Jak wynika z informacji przekazanych na Twitterze przez dziennikarza RMF FM Krzysztofa Berendę, od poniedziałku 18 maja działalność usługową będą mogły wznowić niektóre bary, restauracje i lokale gastronomiczne. Rząd stawia jednak kilka warunków.
Częściowe zniesienie obostrzeń dla sektora gastronomicznego dotyczy wyłącznie ogródków restauracyjnych, gdzie obsługiwać będą zatrudnieni kelnerzy. Zgodnie z planowanym rozporządzeniem, stoliki na świeżym powietrzu powinny być rozstawione w odległości co najmniej dwóch metrów. Wykluczone pozostaje natomiast przyjmowanie klientów wewnątrz lokalu, w tym popularne w wielu regionach „zamawianie przy ladzie”. Zastrzeżenia może budzić fakt, iż w początkowym etapie sektorowego „odmrażania” klienci nie będą zobowiązani do przychodzenia w maseczkach czy rękawiczkach, z kolei obsługa nie będzie musiała mierzyć im temperatury.
‼️Rząd chce zezwolić na otwarcie restauracji i barów 18. maja.
Ale tylko w części ogródkowej i tylko z obsługą kelnerską.
Szczegóły w Faktach RMF FM o 11:00.@RMF24pl pic.twitter.com/WX5pBQhG4r
— Krzysztof Berenda (@k_berenda) May 5, 2020
Kilka dni temu pojawiły się również informacje na temat ponownego uruchomienia stref gastronomicznych w galeriach handlowych (tzw. food courtów).

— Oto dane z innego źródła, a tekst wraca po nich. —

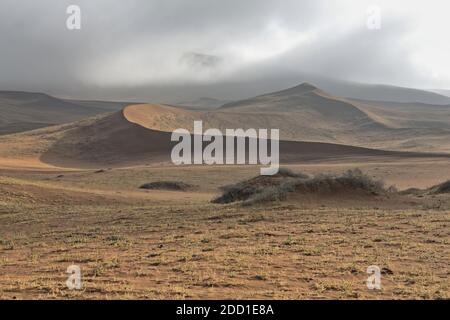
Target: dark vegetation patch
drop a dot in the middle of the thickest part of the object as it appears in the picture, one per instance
(167, 185)
(279, 186)
(441, 188)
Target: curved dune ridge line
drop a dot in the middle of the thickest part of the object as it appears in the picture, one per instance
(160, 117)
(141, 134)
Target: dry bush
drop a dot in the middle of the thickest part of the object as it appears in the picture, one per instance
(277, 187)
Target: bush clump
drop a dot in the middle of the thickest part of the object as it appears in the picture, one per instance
(441, 188)
(167, 185)
(277, 187)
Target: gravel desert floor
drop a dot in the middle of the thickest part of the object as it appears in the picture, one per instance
(152, 244)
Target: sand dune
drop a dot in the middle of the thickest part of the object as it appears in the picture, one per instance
(139, 135)
(23, 111)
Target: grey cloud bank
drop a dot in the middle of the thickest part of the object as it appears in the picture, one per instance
(169, 50)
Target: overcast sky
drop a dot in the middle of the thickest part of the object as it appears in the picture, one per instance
(134, 48)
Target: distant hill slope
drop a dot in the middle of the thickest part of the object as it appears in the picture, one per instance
(22, 111)
(203, 103)
(123, 139)
(307, 113)
(380, 92)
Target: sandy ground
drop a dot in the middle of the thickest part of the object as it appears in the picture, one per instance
(132, 243)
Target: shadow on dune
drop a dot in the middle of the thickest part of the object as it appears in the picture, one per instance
(114, 141)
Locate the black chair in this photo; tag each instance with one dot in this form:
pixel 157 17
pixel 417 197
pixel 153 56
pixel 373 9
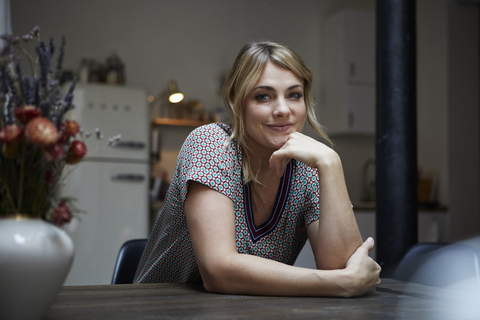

Obligatoryjny pozostanie odstęp pomiędzy stolikami (2m), a dodatkowo przy jednym stoliku będzie mogła znajdować się wyłącznie jedna osoba lub rodzina.
Obecne restrykcje zezwalają wyłącznie na sprzedaż posiłków na wynos lub w opcji z dostawą do domu, z której w dobie pandemii koronawirusa zaczyna korzystać coraz więcej Polaków. O romantycznych kolacjach przy świecach w ekskluzywnych restauracjach albo spotkaniach towarzyskich w gronie znajomych organizowanych w pubach czy barach na razie można jednak zapomnieć.